Yesterday, I was very glad to see him out front tending to one of his hedges. As I was walking past his house about a week ago, the very slight smell of skunk caused me to pause. If you have ever had a dog sprayed by a skunk, that scent will always cause you to stop and quickly look around, even though your logic is telling you that the skunk you smell has made good use of the moment and moved right along.
After I had confirmed that there was no skunk in my immediate environment, I looked down and saw a plant covered with these intriguing blossoms. I realized the smell was coming from the plant.
I didn't have much time to linger that day and it took a few days for me to get back around to this plant. The question I had in mind was "Did the plant get sprayed by a skunk or does the plant really smell that way?"
This time around Neighbor Frank was out front. We conversed about this, that, and the other, and then I managed to let him know I had a question about a plant in his garden.
"Yes, I am sure I know the plant you are talking about." We walked over to it. "Very stinky.
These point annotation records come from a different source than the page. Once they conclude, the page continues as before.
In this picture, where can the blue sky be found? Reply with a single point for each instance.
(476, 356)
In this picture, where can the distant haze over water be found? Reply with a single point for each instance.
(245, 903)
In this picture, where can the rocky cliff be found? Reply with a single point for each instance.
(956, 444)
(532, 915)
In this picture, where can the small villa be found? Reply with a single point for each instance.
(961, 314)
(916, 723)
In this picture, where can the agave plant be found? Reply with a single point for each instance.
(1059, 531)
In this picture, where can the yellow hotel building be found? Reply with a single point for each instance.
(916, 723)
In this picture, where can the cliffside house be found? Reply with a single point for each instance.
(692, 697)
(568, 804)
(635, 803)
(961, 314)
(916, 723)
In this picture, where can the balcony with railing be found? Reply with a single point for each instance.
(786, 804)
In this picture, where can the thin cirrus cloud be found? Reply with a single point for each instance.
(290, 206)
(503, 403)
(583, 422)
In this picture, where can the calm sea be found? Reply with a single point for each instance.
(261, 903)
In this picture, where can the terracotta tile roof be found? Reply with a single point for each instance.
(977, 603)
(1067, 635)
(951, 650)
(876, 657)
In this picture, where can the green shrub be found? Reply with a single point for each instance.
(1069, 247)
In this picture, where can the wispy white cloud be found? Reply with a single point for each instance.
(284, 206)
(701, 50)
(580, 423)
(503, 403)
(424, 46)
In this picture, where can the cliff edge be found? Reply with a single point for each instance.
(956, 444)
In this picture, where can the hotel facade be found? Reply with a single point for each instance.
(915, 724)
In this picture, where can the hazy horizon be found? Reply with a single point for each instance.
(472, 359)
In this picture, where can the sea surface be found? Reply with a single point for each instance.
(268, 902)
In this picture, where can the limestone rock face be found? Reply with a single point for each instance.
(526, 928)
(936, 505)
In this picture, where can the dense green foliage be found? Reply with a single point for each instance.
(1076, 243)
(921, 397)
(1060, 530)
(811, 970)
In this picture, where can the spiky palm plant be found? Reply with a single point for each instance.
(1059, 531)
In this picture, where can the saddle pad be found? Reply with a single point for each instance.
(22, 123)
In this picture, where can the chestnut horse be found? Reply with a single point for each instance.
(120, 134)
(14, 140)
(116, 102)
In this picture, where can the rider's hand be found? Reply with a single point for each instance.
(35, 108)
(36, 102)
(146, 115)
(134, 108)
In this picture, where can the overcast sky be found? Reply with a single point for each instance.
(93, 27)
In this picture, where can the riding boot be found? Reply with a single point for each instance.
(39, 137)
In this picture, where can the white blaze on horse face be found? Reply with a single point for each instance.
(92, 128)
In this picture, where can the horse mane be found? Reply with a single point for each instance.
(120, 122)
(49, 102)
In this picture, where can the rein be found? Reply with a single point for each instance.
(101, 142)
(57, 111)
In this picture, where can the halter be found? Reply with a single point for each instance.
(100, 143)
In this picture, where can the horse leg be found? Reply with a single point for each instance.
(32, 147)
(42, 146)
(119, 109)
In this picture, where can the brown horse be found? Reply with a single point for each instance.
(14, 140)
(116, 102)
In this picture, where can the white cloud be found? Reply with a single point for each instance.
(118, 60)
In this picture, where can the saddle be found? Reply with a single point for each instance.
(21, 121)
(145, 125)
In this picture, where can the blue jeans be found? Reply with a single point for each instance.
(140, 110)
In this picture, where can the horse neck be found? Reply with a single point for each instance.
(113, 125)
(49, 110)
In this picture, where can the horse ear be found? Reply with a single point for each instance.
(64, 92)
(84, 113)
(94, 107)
My daughter bought it to help deter dogs and cats. Not sure it really affects them, but it is a very fast grower. The smell keeps me from pruning it very much." What brilliant plant strategy.
However, I don't think this plant is long for Neighbor Frank's yard, if for no other reason than it is threatening to take over a pretty and well behaved pink and white azalea. The fact that his daughter planted it probably causes him to pause, but he is a pruner at heart and his heightened sense of order will probably win the day, and the yard. I was grateful to see, and even smell it when I did. I was reminded yet again of the miracle of creation. It is filled with plants and animals that attract, and those that repel. What a wonderful dance this life is.
No, I was not tempted to take a cutting home. That is the blessing of photography. I can simply let life be.
For creation awaits with eager expectation the revelation of the children of God.